From allies to accomplices.

Exceptionalizing ally-ship to the extent that businesses and spaces get to use our identities as a means of contributing to their perceived market value because they are allies, does not measure up to the safety I want to feel as an LGBTQ2+ person. Safe places are not the exception, because they are a constitutional right protected by the Ontario Human Rights Code and Canadian Human Rights Commission. It is quite literally against the law to give us anything less. Safe place campaigns with these stickers in business windows tell other businesses that giving us respect, dignity and treating us equitably need not be the norm because others are doing this so they bear no obligation to operate in an inclusive way.

When we applaud the ally-ship that extends to this bare minimum of not breaking the law, we limit the definition of ally-ship to hanging a sticker in a window. This means that when we desperately need our allies to come to non-violent protests or to write their MP’s and MPP’s, we become as the “angry” and less acceptable LGBTQ2+ community and become the targets of more violence, because they’ve already been told by an organization with tremendous power in the community that they were an ally by just being okay with us. We live in a time however, that requires so much more than stickers if you are to be our allies or coming to memorials when people take our lives.

What about when we need you to speak with your local representatives about what they’re doing to increase the number of gender inclusive washrooms throughout the city? Will you have conversations with people who still think it’s okay to say, “that’s gay”? Will you have conversations that challenge people who make transphobic jokes? Will you use someone’s pronouns correctly without making jokes behind their back? Will you ask people in your business to leave when they call us names or make us feel uncomfortable when we reach across restaurant tables for our partner’s hand? Will you financially support festivals and events that elevate LGBTQ2+ voices? Will you commit to paying LGBTQ2+ people for their knowledge and value the life experiences that shaped the articulation of how your organization could make change? Will you write to or speak with your MP’s and MPP’s when people re-write harmful legislation that erases us from the classrooms where many of us first learned how hate can harm us, that not all of us survived? Will you listen to LGBTQ2+ Black, Indigenous, People of Color who tell you what does not make them feel safe? Will you look around the room when you’re at work and in the community, asking yourself why there are so few LGBTQ2+ people in senior management and then commit to change it? Will you defend our right to live free of violence without requiring that you first understand and know our gender identity?

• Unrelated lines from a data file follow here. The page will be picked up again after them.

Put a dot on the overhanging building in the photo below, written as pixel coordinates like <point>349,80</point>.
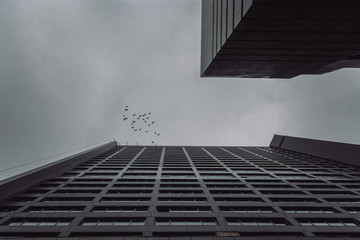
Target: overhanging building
<point>163,192</point>
<point>278,38</point>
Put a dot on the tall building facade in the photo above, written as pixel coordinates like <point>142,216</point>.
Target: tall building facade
<point>277,38</point>
<point>174,192</point>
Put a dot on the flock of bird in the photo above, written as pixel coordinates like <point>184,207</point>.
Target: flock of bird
<point>140,122</point>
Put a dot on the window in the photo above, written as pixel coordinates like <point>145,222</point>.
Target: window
<point>128,191</point>
<point>67,199</point>
<point>257,221</point>
<point>78,191</point>
<point>226,186</point>
<point>310,200</point>
<point>183,209</point>
<point>334,192</point>
<point>144,185</point>
<point>181,191</point>
<point>113,222</point>
<point>179,185</point>
<point>272,186</point>
<point>125,199</point>
<point>235,199</point>
<point>185,221</point>
<point>325,222</point>
<point>8,208</point>
<point>181,199</point>
<point>309,210</point>
<point>114,209</point>
<point>352,209</point>
<point>247,209</point>
<point>55,209</point>
<point>79,185</point>
<point>343,200</point>
<point>231,192</point>
<point>282,192</point>
<point>30,222</point>
<point>318,186</point>
<point>22,199</point>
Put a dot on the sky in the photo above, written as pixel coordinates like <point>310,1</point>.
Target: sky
<point>68,68</point>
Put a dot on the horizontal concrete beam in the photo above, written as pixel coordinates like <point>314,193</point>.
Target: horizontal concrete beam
<point>341,152</point>
<point>30,178</point>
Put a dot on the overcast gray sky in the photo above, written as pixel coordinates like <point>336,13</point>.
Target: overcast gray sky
<point>68,68</point>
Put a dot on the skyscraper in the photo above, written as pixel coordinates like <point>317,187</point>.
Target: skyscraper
<point>278,39</point>
<point>164,192</point>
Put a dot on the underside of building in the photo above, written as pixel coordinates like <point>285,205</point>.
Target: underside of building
<point>278,38</point>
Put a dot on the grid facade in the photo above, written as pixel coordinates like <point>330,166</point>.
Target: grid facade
<point>277,38</point>
<point>209,192</point>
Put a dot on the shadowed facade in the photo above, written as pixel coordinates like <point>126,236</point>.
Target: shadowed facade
<point>278,38</point>
<point>188,192</point>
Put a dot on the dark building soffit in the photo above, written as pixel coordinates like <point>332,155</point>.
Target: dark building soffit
<point>336,151</point>
<point>30,178</point>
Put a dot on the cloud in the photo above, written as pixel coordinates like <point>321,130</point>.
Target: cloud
<point>67,69</point>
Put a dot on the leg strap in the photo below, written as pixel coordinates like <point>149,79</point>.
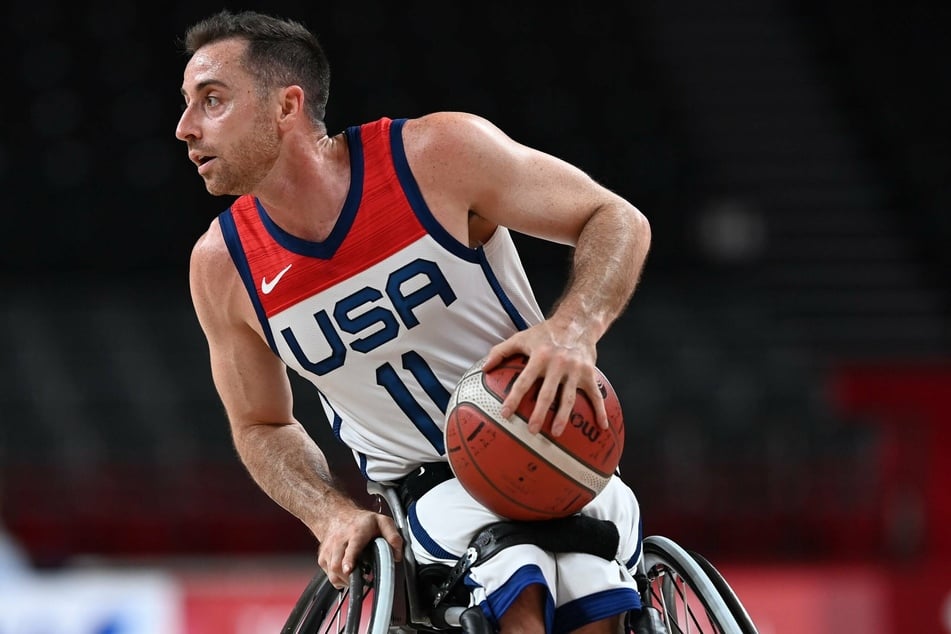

There have been so many wins for the LGBTQ2+ community and with experience as the former Chairperson of Peel Pride, LGBTQ2+ representative on the City of Brampton’s Inclusion and Equity Committee, a former Board member for Toronto’s INSPIRE Awards for the LGBTQ2+ community and current co-organizer for Harmonize, I’ve seen so much change in the city I’ve called home for 18 years. This safe place initiative is another change, but I’m not prepared to welcome it as a solution that will create more of the safety it aims to promote.